WEAR GREEN ging am 13. Januar 2014 an den Start. Der Launch-Termin war bewusst an den Beginn der Berliner Fashion Week gelegt. Denn in der Mode- und Designszene der deutschen Hauptstadt ist das Thema Nachhaltigkeit bereits so gegenwärtig wie kaum anderswo. Seit fünf Jahren bietet der Greenshowroom im Rahmen der zweimal jährlich stattfindenden Fashion Week eine Plattform für nachhaltig produzierte High Fashion Mode. Die Ethical Fashion Show, der Lavera Showfloor oder der Showfloor der Modemesse Gallery weiten dieses Konzept aus und bietet vor allem kleineren Labels die Möglichkeit, ihre Kollektionen einem breiteren Publikum vorzustellen.

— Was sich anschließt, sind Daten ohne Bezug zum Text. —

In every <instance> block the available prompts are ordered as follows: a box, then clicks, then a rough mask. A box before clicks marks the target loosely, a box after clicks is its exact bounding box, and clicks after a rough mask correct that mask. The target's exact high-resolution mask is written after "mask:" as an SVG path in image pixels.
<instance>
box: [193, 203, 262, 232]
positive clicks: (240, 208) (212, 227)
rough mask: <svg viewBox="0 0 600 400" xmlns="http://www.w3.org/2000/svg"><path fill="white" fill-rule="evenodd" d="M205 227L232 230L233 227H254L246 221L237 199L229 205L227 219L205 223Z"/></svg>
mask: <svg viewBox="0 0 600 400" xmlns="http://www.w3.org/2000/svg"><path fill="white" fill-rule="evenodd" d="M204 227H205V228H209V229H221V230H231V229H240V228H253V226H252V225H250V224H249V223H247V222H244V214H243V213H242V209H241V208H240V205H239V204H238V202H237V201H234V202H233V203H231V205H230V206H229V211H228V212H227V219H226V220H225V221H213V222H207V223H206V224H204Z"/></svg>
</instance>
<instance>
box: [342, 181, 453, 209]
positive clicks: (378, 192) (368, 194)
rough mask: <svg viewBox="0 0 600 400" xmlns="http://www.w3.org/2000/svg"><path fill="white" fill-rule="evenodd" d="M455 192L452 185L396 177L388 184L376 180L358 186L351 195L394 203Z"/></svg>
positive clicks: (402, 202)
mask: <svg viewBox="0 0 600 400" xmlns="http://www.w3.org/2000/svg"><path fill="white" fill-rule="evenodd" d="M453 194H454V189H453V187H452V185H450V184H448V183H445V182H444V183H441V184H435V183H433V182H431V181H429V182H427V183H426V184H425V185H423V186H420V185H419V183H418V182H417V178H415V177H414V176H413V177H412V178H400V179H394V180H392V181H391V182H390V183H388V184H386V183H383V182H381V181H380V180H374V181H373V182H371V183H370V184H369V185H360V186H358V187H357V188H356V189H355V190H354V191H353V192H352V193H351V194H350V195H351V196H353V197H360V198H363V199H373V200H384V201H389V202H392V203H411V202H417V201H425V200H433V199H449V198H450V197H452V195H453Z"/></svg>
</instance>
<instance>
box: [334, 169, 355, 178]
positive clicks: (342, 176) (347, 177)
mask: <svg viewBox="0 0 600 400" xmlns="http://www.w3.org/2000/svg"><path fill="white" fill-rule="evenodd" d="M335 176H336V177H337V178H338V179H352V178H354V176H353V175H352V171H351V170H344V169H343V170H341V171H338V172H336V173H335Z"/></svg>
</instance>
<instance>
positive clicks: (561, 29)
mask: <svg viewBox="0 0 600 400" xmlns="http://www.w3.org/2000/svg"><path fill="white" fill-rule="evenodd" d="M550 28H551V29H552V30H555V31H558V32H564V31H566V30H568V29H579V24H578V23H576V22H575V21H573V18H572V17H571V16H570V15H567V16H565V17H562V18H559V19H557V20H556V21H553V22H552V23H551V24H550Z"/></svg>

Das Interesse auch von Seiten der Moderedaktionen wächst von Saison zu Saison. Vor Ort sprach ich unter anderem mit Magdalena Schaffrin, Gründerin des Greenshowrooms, mit Lizzie Delfs von der Modeschule Esmod, die den ersten Studiengang in „Sustainability in Fashion“ anbietet und Manuel Bürgel, der gemeinsam mit Unterstützern der Tierschutzorganisation Peta vor dem Fashion Week Zelt gegen Pelz und Leder demonstrierte. In Berlin finden sich aber auch viele junge Designer und Unternehmer, die auf die Attribute sozial, ökologisch und nachhaltig setzen. So wie etwa Mariko Takahashi und Eugenie Schmidt von „Schmidttakahashi“, die dem Upcycling-Trend eine ganz neue Dimension geben.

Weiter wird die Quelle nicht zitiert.